2.2 Participants and data sources

The ICU is equipped with Dräger Delta vital sign monitoring systems (Drägerwerk, Lübeck, Germany). Patient information, laboratory values, blood gas analysis (BGA), and vital parameters were obtained from the electronic patient records (Integrated Care Manager V10, Drägerwerk, Lübeck, Germany) with its dedicated data retrieval software (ICMiq V1.4, Drägerwerk, Lübeck, Germany). Data collection also included demographic information, aSAH-specific information, such as aneurysm location, and distinct clinical evaluation scores such as the Glasgow Coma Scale (GCS), WFNS grading system, Hunt & Hess score, and Fisher score.
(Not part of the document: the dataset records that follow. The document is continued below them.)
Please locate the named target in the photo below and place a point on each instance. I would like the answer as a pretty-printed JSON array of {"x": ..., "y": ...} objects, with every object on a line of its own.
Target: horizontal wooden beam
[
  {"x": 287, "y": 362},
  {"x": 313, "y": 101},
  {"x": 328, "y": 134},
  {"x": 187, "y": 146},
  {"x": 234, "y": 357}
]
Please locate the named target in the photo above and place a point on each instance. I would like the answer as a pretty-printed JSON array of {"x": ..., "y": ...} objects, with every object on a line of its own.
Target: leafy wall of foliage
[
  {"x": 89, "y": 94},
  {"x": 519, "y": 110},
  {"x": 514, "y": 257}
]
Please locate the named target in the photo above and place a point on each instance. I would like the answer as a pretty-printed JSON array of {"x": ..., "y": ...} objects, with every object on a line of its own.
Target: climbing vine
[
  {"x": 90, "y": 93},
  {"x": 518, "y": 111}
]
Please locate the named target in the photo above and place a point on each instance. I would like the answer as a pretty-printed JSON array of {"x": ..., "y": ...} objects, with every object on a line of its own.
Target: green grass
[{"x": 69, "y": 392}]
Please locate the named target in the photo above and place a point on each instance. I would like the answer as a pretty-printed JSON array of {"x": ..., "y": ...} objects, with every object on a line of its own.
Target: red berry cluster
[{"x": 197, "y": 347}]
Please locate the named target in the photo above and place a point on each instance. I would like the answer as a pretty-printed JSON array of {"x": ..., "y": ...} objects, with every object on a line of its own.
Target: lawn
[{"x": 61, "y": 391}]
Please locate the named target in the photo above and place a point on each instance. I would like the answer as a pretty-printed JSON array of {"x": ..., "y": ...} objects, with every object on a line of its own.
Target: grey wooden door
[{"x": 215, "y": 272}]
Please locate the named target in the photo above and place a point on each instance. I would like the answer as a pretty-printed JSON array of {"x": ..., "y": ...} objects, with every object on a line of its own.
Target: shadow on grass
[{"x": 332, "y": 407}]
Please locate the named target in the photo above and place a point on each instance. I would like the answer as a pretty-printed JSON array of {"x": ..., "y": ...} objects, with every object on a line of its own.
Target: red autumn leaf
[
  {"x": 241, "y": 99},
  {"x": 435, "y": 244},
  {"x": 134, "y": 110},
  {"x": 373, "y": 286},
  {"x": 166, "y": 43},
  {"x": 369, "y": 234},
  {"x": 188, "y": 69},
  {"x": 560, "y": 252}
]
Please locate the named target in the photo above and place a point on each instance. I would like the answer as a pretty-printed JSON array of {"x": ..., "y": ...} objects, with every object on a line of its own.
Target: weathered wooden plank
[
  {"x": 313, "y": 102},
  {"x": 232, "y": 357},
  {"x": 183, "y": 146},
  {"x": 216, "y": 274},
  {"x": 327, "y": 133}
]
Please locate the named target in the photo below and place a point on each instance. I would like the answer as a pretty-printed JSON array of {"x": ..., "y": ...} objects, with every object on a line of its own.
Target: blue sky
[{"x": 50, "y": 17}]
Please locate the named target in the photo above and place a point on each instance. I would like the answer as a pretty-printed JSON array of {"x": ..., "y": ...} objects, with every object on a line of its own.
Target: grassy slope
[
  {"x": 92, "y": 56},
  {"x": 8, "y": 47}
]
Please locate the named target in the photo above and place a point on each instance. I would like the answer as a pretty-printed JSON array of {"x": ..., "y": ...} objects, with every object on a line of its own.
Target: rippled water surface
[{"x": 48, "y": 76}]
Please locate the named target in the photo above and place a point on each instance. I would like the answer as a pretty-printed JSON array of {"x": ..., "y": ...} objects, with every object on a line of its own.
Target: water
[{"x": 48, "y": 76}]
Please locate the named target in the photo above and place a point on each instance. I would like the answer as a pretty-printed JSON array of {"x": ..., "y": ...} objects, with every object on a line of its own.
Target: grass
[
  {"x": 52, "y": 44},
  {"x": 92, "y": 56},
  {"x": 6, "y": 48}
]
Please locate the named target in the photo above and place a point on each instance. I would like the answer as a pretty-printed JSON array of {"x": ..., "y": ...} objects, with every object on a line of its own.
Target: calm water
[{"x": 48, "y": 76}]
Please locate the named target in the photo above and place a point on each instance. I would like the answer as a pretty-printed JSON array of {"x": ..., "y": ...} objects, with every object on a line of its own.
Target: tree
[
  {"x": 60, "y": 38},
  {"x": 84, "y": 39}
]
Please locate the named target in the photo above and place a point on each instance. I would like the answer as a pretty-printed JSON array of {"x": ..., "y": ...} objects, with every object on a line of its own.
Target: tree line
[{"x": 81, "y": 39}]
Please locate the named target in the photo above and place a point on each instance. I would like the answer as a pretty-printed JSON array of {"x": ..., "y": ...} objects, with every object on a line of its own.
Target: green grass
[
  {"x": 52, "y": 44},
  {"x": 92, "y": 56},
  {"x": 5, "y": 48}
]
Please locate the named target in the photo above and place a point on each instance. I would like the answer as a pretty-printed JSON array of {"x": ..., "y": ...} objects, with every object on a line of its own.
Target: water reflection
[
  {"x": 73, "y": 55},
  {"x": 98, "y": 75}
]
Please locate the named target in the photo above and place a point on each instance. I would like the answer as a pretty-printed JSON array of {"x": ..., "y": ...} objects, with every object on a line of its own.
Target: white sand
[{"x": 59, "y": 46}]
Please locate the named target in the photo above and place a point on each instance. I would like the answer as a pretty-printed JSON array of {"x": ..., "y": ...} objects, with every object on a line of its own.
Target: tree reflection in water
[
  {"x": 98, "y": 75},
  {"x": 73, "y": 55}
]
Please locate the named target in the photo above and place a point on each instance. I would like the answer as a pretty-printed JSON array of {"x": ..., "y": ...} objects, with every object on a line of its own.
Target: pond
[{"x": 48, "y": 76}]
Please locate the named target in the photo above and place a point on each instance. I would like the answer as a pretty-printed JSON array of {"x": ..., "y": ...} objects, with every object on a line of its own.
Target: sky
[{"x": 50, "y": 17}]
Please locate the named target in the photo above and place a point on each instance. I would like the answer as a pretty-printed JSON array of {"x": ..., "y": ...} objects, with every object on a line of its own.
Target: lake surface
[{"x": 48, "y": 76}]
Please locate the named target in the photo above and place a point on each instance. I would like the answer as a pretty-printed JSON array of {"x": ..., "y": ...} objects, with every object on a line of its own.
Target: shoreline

The extent of intraventricular haemorrhage was measured using the original Graeb score [18].

2.3 Preprocessing

Preprocessing was carried out as previously described [9]. The deidentified data were processed using the R programming language and its Tidyverse package, [19] as well as Python (pandas, numpy). The complete preprocessing procedure, including the list of features, is described in Supplementary Tables 2 and can be accessed via the publicly available GitHub repository: https://github.com/agschweingruber/sah. Blood gas analysis (BGA) and laboratory results are stored automatically in the system and are updated in real time. Some laboratory values, such as C-reactive protein (CRP) and white blood cell count, were obtained once daily, while a BGA was performed at least every four hours for patients undergoing invasive ventilation. All physicians and nursing staff were trained in the documentation system and digitally documented vital signs at least hourly or in response to special events. The medication and its dosage were manually assigned in the system and were not changed automatically. Scores were entered using drop-down menus in the software interface, and a dictionary of defined groups based on string values was also used to support the study. We implemented data standardization by averaging the recorded values on an hourly basis due to their nonstandard original intervals. This affected mainly the vital parameters, which were recorded at a resolution varying between 30 and 60 min, as determined by caregivers or physicians.

2.4 Supervised learning

Three machine learning models were employed and compared: extreme gradient boosting (XGBoost [20]), long short-term memory (LSTM [21]) and logistic regression. The LSTM model is a type of RNN that can process sequences of data and determine whether the information is retained or discarded. The initial seven days of data were utilized as the primary input for the analysis. Clinical scores at baseline for patients with aSAH were used as a baseline for predicting the dependence on a VP shunt. We aimed to develop a model that is robust to raw datasets with missing features from various clinical sources. Model training and tuning were conducted using a nested K-fold cross-validation approach. This approach involves dividing the data into six parts and using one part as the held-out test set while training the model on the remaining five parts. Division was stratified according to the target. This process was repeated six times to obtain a more robust estimate of model performance.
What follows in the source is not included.